Why doesn't the “zig-zag” comb deformation retract onto a point, even though it's contractible?

Question

I am starting to read Hatcher's book on Algebraic Topology, and I am a little stuck with exercise 6(c) in Chapter $0$. Unfortunately a picture is involved so it doesn't quite make sense for me to repeat it here - but I'll do it anyways (maybe it helps)

Let $Z$ be the zigzag subspace of $Y$ homeomorphic to $\mathbb{R}$ indicated by the heavier line in the picture: Show there is a deformation retraction in the weak sense of $Y$ onto $Z$, but no true deformation retraction."

Now the definition for deformation retraction and weak deformation retraction as as follows:

We say that $f: X \to X$ is a deformation retraction of a space $X$ onto a subspace $A \subset X$ if there exists a family of maps $f_t : X \to X$ with $t \in [0,1]$ such that $f_0 = \mathbb{1}$ (the identity) and $f_1 (X) = A$ and also $f_t$ restricts to the identity on $A$ for each $t$.

A weak deformation retraction is almost the same, only that we now relax the conditions $f_1(X) = A$ to $f_1 \subset A$ and, for each $t \in [0,1]$ we require that $f_t(A) \subset A$.

Hence, as far as I understand the question and the concepts involved, I need to show that basically no map can be constructed such that the bold zigzag - line stays put while the thin lines retract to the bold line over a finite time interval $0 \leq t \leq 1$. However, I should be able to show that I can pull the thin lines continously onto the thick line, provided I am allowed to move points on the zigzag line .. is that correct ?

Now, the problem is I can't see why I shouldn't be able to do the former, given that I could find a weak deformation retract. Any help would be great!

Answer 1

Hint: $Z$, being homeomorphic to $\mathbb{R}$, deformation retracts to a point. Compositions of deformation retractions are deformation retractions (composition in the sense of doing the first deformation retraction for $0\leq t\leq \tfrac{1}{2}$, and doing the second for $\frac{1}{2}\leq t\leq 1$). Thus, if $Y$ deformation retracts to $Z$, it must also deformation retract to a point. Do you see why this is impossible? The argument uses Problem 5 in the same section. The details are in a spoiler box below (put your cursor over it to reveal).

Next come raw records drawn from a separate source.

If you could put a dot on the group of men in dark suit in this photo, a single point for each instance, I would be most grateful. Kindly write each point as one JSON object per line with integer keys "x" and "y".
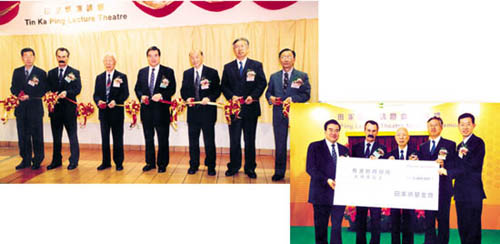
{"x": 29, "y": 84}
{"x": 242, "y": 79}
{"x": 463, "y": 163}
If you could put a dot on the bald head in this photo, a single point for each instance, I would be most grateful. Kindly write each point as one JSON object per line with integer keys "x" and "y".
{"x": 109, "y": 60}
{"x": 402, "y": 137}
{"x": 196, "y": 58}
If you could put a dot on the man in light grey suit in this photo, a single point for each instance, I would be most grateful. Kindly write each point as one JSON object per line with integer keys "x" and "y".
{"x": 289, "y": 85}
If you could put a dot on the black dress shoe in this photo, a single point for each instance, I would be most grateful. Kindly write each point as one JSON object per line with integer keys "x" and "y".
{"x": 231, "y": 172}
{"x": 277, "y": 177}
{"x": 103, "y": 166}
{"x": 251, "y": 174}
{"x": 192, "y": 171}
{"x": 72, "y": 166}
{"x": 53, "y": 166}
{"x": 22, "y": 165}
{"x": 148, "y": 167}
{"x": 211, "y": 171}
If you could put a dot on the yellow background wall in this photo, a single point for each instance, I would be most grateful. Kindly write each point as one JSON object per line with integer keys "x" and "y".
{"x": 86, "y": 50}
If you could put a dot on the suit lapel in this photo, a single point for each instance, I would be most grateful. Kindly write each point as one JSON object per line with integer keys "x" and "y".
{"x": 236, "y": 70}
{"x": 328, "y": 153}
{"x": 159, "y": 78}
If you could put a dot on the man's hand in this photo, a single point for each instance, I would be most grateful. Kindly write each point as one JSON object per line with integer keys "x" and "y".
{"x": 156, "y": 97}
{"x": 331, "y": 183}
{"x": 205, "y": 100}
{"x": 249, "y": 100}
{"x": 440, "y": 162}
{"x": 443, "y": 171}
{"x": 24, "y": 98}
{"x": 101, "y": 104}
{"x": 112, "y": 104}
{"x": 190, "y": 101}
{"x": 62, "y": 95}
{"x": 273, "y": 100}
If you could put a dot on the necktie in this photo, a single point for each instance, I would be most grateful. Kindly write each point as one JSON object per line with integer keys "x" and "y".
{"x": 241, "y": 68}
{"x": 433, "y": 146}
{"x": 197, "y": 87}
{"x": 108, "y": 87}
{"x": 367, "y": 152}
{"x": 334, "y": 154}
{"x": 60, "y": 75}
{"x": 152, "y": 81}
{"x": 285, "y": 82}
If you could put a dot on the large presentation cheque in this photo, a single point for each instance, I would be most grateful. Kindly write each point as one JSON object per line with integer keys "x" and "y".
{"x": 387, "y": 183}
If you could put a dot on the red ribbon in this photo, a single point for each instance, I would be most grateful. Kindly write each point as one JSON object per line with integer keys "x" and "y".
{"x": 9, "y": 104}
{"x": 132, "y": 108}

By Problem 5, any neighborhood $U$ of such a point would have to contain an open set $V$ whose inclusion $i:V\hookrightarrow U$ is nullhomotopic; however, this is impossible because any open set $V$ will meet non-path-connected parts of $U$.

Answer 2

The following argument uses the compactness of $I$ in a way different from that used in the 'lemma' of problem 0.5 of the book.

To show that the entire space $Y$ cannot deformation retract to any point $x\in Y$, consider a sequence of points $x_{n}\rightarrow x,$ with each point $x_{n}$ being in a unique distinct strand (the red dots in the figure are supposed to represent the points of the sequence $x_{n}$).

If $Y$ deformation retracts to $x\in Y$, there is a continuous path from $x_{n}$ to $x$, for each $n\geq 0 $. Each such path has to pass through the point $B$ at least once. (if you remove the point $B$ from $Y$, then $x_{n}$ and $x$ are in two distinct path components, hence there cannot exist any path between the two points avoiding $B$).

Given $n$, consider the 'time' $t_{n}$ when $x_{n}$ is first mapped to the point $B$. Then consider the sequence $(x_{n},t_{n})\in Y\times I$. Because $I$ is sequentially compact, we have a converging subsequence $t_{n_{i}}\rightarrow t\in I$. Then $(x_{n_{i}},t_{n_{i}})\rightarrow (x,t)$. Let $F:Y\times I\rightarrow Y$ be the continuous map that gives the deformation retraction. Then the sequence lemma implies $F(x_{n_{i}},t_{n_{i}})\rightarrow F(x,t)$. This is a contradiction as $F(x_{n_{i}},t_{n_{i}})=B \ \forall n_{i}\geq 0$ as constructed, and $F(x,t)=x$, because it is a deformation retraction.

A similar argument can be applied to points $z\in Z$, to show both the facts that there is no def. retraction of $Y$ to $Z$, nor one from $Y$ to $z$.